The nation’s automated clearing house network handled 7.5 billion transactions in the fourth quarter of 2021, up 6.1% over the same period in 2020, Nacha reported Thursday. The growth was driven largely by gains in health-care and business-to-business payments, as well as robust increases in same-day ACH, the network’s faster-payments service.
Payments on the 48-year-old network, which connects virtually every bank in the country, totaled 7.5 billion for the quarter, up by 426 million over the same quarter in 2020. Dollar value came to $18.9 trillion, up 13.4%. While showing impressive gains, the big network’s fourth-quarter performance fell short of the fourth quarter of 2020, when Nacha reported transactions grew by 577 million, good for a nearly 9% increase over the final quarter of 2019.

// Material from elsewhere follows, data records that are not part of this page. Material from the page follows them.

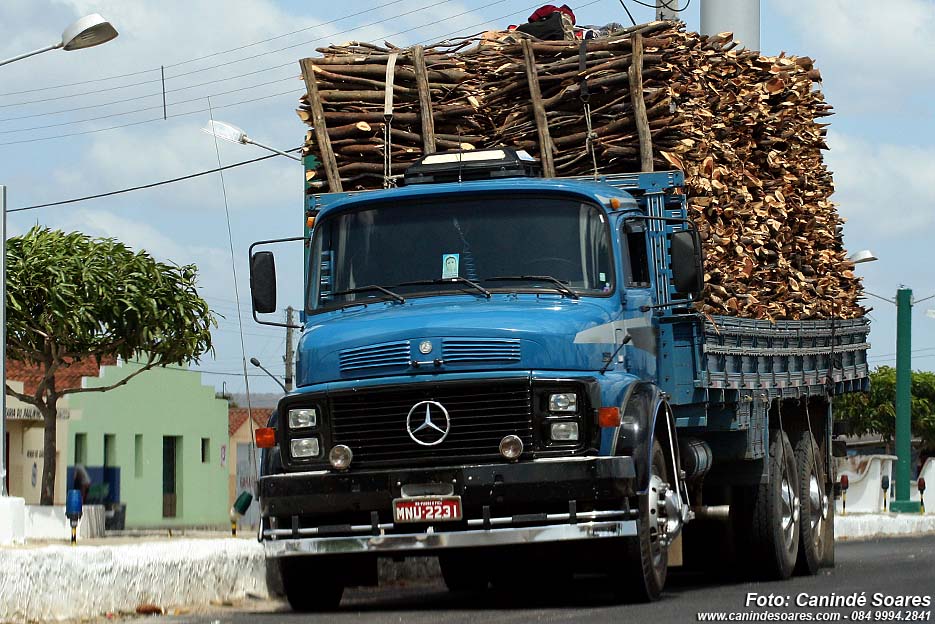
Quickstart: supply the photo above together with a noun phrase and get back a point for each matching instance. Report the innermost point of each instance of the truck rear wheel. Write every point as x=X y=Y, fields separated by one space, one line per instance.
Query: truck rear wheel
x=640 y=571
x=815 y=505
x=766 y=517
x=308 y=585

Same-day activity, which includes both credits and debits, has shown vigorous growth since the introduction of same-day credits in 2016. Debits followed the next year. Total same-day volume came to 169.3 million transactions in the fourth quarter, up 75% year-over-year. Dollar volume was $268.4 billion, a 93% increase. With same-day processing, transactions are moved and settled on the same day they are initiated. Traditionally, ACH transactions follow a next-business-day settlement routine.
Same-day activity will get another boost from a network rule change expected to take effect in March. The new rule will lift the cap on same-day transactions to fully $1 million, a 10-fold increase from the current limit. That change was widely requested by ACH participants.
The decision to raise the limit follows other moves Nacha has made recently to facilitate same-day ACH. In March last year, the network added a new settlement window at the end of the processing day to extend the time in which banks can handle same-day items. As a result, the latest daily deadline for same-day ACH has moved to 4:45 p.m. Eastern Time, two hours later than the former cut-off. The move in part was a response to banks in the Pacific time zone that now have more leeway to enter same-day volume.
Business-to-business volume, meanwhile, totaled 1.4 billion transactions for the quarter for a robust 17.4% increase year-over-year. That growth rate was followed by health-care payments, which grew 13.4% to 112.2 million. Internet transactions came to 2.3 billion, up 12%, while the peer-to-peer category posted a 3.5% growth rate to finish the period with 64 million transactions.
“The fourth-quarter results reaffirm what we have been seeing almost from the start of the pandemic: a sustained move to electronic payments among businesses, consumers, and governments,” Jane Larimer, Nacha’s president and chief executive, said in a statement. Nacha said it expects to release full-year network numbers for 2021 “on or about” Feb. 3.